Daran gemessen ist die vom Verordnungsgeber vorgenommene Differenzierung mit Blick auf die zuvor beschriebenen Unterschiede voraussichtlich nicht zu beanstanden.

Die Kostenentscheidung folgt aus § 154 Abs. 1 VwGO.
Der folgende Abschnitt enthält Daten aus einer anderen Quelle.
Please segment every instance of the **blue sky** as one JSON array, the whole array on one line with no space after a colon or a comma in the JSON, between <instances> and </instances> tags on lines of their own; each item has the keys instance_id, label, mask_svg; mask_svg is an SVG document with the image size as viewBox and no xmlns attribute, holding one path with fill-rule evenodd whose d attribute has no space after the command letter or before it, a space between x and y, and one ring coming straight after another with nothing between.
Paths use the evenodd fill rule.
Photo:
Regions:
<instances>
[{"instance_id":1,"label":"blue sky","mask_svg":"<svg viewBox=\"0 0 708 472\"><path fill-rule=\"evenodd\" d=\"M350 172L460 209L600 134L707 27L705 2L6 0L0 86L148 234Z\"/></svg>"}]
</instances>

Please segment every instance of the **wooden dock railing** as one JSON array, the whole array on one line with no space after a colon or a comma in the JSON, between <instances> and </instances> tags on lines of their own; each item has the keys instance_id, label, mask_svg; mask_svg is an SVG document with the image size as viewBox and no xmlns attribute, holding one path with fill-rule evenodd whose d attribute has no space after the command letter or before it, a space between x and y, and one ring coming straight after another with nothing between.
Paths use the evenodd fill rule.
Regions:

Die Streitwertfestsetzung beruht auf §§ 53 Abs. 2 Nr. 2, 52 Abs. 1 GKG. Der Senat teilt die Auffassung des 13. Senats des beschließenden Gerichts, nach dessen ständiger Rechtsprechung in Normenkontrollverfahren in der Hauptsache nach § 47 Abs. 1 Nr. 2 VwGO grundsätzlich der doppelte Auffangwert im Sinne des § 52 Abs. 2 GKG, mithin 10.000 EUR, als Streitwert anzusetzen ist (vgl. Nds. OVG, Beschl. v. 31.1.2019 - 13 KN 510/18 -, Nds. Rpfl. 2019, 130 f. - juris Rn. 29). Dieser Streitwert ist für das Verfahren auf sofortige Außervollzugsetzung der Verordnung nach § 47 Abs. 6 VwGO zu halbieren.

Dieser Beschluss ist unanfechtbar (§ 152 Abs. 1 VwGO, §§ 68 Abs. 1 Satz 5 in Verbindung mit 66 Abs. 3 Satz 3 GKG).